Under the deal, Jordan will allow Syrian refugees to apply for work permits. In return, the EU will review its market access rules. Specifically, the EU’s restrictive “rules of origin” make it difficult for Jordanian exporters to take advantage of what is supposed to be duty-free, quota-free access to EU markets. The US scheme, which is much less restrictive, has already provided Jordan with a transformative export boost. This is one of a number of initiatives to boost growth - another is nudging European firms to invest - which are expected to create over a million jobs in the region for the local population and Syrian refugees.
This is a terrific example of what is known (in ghastly jargon) as “policy coherence for development.” The EU will flex its trade rules to boost Jordanian exports and incomes, and so create opportunities for people living in Jordan. This is exactly the kind of idea that we at CGD promote. (Sadly we can’t take the credit for this one. I gather it came from Oxford professors Sir Paul Collier and Stefan Dercon.)
This announcement is of course hugely welcome. Less so is the footnote that it may take half a year for the change in European trade rules to be agreed by European member states.
There is also a deal to promote jobs in Lebanon, involving investment as in Jordan, and also a new subsidised temporary employment programme which, if it succeeds, could be a model for other countries.
In addition to opening European markets to exports from Jordan, and the measures to promote investment and employment in both Jordan and Lebanon, there is more we can and should do to create more opportunities for people in the region. One thing that would help would be to provide most of our humanitarian aid in the form of cash transfers, rather than in kind, so that it helps generate local jobs and growth, as well as giving more choice and dignity to the refugees (CGD and ODI recommended scaling up humanitarian cash transfers in this joint report last September). Another would be to accept a larger number of migrants to our own countries, instead of expecting Jordan, Turkey and Lebanon to accommodate them.
And of course it should force us to ask some deeper questions:
why don’t we make the same offer to Lebanon? Which other countries are hampered by unnecessarily restrictive trade rules that prevent them from selling their goods in Europe? (Turkey is part of the customs union, so it doesn’t face the same challenges for selling goods in the EU - but it could benefit from market access for agriculture and services.)

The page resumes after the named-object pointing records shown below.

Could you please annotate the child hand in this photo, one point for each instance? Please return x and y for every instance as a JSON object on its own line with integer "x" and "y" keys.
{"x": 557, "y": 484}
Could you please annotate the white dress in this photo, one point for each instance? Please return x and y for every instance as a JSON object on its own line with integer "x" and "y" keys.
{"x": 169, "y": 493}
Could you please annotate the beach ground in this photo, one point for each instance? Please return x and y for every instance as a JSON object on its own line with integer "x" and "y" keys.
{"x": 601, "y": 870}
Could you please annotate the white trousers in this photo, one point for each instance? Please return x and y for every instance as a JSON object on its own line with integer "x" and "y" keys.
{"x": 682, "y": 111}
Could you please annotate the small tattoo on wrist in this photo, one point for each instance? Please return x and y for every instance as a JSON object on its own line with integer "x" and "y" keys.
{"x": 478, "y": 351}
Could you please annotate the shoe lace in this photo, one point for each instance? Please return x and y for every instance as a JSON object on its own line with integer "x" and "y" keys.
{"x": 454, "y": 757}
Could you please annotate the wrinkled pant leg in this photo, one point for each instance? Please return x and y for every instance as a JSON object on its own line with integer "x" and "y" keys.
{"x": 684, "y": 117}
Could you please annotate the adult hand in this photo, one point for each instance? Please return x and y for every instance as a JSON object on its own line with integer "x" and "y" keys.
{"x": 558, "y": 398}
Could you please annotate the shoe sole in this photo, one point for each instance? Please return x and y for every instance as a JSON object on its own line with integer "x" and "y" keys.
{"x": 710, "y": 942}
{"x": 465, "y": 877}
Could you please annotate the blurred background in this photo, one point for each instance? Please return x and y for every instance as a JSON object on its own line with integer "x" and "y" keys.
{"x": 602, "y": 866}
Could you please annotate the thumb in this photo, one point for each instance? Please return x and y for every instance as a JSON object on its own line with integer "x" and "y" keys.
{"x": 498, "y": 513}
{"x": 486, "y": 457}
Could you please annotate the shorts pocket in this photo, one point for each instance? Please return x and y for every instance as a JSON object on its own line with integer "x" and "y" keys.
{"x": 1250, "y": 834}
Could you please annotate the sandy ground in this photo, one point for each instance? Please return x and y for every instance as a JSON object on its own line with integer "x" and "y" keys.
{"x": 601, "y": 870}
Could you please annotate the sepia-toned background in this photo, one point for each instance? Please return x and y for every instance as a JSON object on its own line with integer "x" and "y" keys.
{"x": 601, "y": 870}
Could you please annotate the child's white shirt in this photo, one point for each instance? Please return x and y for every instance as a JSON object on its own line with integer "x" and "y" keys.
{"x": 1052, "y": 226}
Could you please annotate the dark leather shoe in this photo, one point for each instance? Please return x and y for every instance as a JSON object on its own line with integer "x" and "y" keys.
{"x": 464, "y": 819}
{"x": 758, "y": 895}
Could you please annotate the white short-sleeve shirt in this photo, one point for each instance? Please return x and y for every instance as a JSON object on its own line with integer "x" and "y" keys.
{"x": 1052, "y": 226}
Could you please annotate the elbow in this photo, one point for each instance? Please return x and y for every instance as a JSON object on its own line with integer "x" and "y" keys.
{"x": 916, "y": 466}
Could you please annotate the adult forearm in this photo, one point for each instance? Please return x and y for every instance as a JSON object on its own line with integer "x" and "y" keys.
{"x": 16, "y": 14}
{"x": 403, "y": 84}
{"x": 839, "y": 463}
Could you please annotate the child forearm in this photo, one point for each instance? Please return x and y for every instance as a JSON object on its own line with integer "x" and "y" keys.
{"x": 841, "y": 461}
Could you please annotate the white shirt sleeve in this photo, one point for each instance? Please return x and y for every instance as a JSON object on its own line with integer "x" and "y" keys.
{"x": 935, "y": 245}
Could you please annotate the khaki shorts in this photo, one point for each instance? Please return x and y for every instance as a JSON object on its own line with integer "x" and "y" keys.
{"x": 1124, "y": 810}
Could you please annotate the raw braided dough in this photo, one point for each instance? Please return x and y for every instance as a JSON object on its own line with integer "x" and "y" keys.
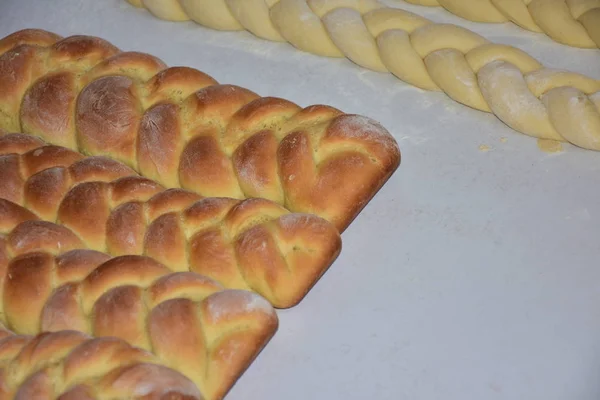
{"x": 49, "y": 282}
{"x": 70, "y": 365}
{"x": 179, "y": 127}
{"x": 504, "y": 80}
{"x": 572, "y": 22}
{"x": 251, "y": 244}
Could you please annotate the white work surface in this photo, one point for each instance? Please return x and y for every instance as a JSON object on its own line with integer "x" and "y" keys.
{"x": 472, "y": 275}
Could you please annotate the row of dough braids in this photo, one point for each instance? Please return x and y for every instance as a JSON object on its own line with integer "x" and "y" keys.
{"x": 70, "y": 365}
{"x": 50, "y": 282}
{"x": 178, "y": 126}
{"x": 251, "y": 244}
{"x": 500, "y": 79}
{"x": 572, "y": 22}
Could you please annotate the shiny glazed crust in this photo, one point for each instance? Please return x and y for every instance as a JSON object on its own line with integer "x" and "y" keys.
{"x": 69, "y": 365}
{"x": 545, "y": 103}
{"x": 49, "y": 282}
{"x": 181, "y": 128}
{"x": 251, "y": 244}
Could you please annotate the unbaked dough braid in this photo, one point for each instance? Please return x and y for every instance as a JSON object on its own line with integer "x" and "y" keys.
{"x": 179, "y": 127}
{"x": 70, "y": 365}
{"x": 251, "y": 244}
{"x": 50, "y": 282}
{"x": 572, "y": 22}
{"x": 504, "y": 80}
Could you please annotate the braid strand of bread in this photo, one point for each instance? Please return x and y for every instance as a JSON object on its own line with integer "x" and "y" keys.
{"x": 251, "y": 244}
{"x": 571, "y": 22}
{"x": 70, "y": 365}
{"x": 503, "y": 80}
{"x": 181, "y": 128}
{"x": 50, "y": 282}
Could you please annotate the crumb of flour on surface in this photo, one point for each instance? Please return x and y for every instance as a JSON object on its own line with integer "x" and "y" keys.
{"x": 549, "y": 145}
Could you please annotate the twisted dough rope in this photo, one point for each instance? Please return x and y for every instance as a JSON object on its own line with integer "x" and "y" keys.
{"x": 50, "y": 282}
{"x": 70, "y": 365}
{"x": 179, "y": 127}
{"x": 572, "y": 22}
{"x": 251, "y": 244}
{"x": 534, "y": 100}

why hadn’t we changed the rules of origin long ago?
why does it take a European policy crisis to persuade governments to look seriously at “policy coherence” reforms which are in everyone’s interests?
The media tends to reduce every development policy to billions of dollars of aid. But there are many things we can do which are mutually beneficial - making us better off as well as accelerating economic development. It is good to see donor countries exploring, at last, what else they can do.